Efficiently Generating Expressive Quadruped Behaviors via Language-Guided Preference Learning

TL;DR

This work introduces Language-Guided Preference Learning (LGPL), a hybrid framework that uses a large language model (LLM) to generate high-information candidate reward parameterizations $\omega$ for quadruped locomotion and then refines them via human preference rankings to infer the target $\omega^*$. By augmenting preference learning with LLM-driven priors and sub-segment trajectory comparisons, LGPL achieves significantly improved sample efficiency, learning effective and expressive gaits with as few as four queries. Across simulations and real hardware, LGPL outperforms both purely language-parameterized approaches and traditional preference learning in both objective metrics (e.g., lower $MSE$ to ground-truth rewards) and human evaluations of alignment with desired behaviors.
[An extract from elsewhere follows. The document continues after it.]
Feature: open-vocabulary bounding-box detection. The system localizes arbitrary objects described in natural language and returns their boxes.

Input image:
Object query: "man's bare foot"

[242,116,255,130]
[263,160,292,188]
The approach enables rapid, user-specific gait customization suitable for social and interactive robot deployment, while acknowledging limitations related to differentiability, prompt sensitivity, and scalability to more complex task sequences.

Abstract

Expressive robotic behavior is essential for the widespread acceptance of robots in social environments. Recent advancements in learned legged locomotion controllers have enabled more dynamic and versatile robot behaviors. However, determining the optimal behavior for interactions with different users across varied scenarios remains a challenge. Current methods either rely on natural language input, which is efficient but low-resolution, or learn from human preferences, which, although high-resolution, is sample inefficient. This paper introduces a novel approach that leverages priors generated by pre-trained LLMs alongside the precision of preference learning. Our method, termed Language-Guided Preference Learning (LGPL), uses LLMs to generate initial behavior samples, which are then refined through preference-based feedback to learn behaviors that closely align with human expectations. Our core insight is that LLMs can guide the sampling process for preference learning, leading to a substantial improvement in sample efficiency. We demonstrate that LGPL can quickly learn accurate and expressive behaviors with as few as four queries, outperforming both purely language-parameterized models and traditional preference learning approaches. Website with videos: https://lgpl-gaits.github.io/

Figures (5)

• Figure 1: Our approach, LGPL, leverages LLMs to generate high quality candidate behaviors (1) for preference learning (2). This enables efficient design of diverse and accurate behaviors, even by non-expert users (3).
• Figure 2: An overview of the LGPL method. A LLM is provided with in-context examples of task parameterizations $\omega$ that correspond to different quadruped gates, described in language. Given a new desired behavior, the LLM produces candidate parameterizations, which are used to rollout the policy. A user then ranks these candidates, which are eventually used for preference learning to discover the optimal $\omega$.
• Figure 3: Results of our simulation study to evaluate query efficiency. For each task, an expert-defined ground truth $\omega^*$ was chosen and the MSE between $\omega^*$ and the learned $\omega$ is plotted.
• Figure 4: Results for the offline user study. % win rate signifies the percentage of time users preferred LGPL.
• Figure 5: Results for the feedback-driven user study. % win rate signifies the percentage of time users preferred that method over all 3 other methods.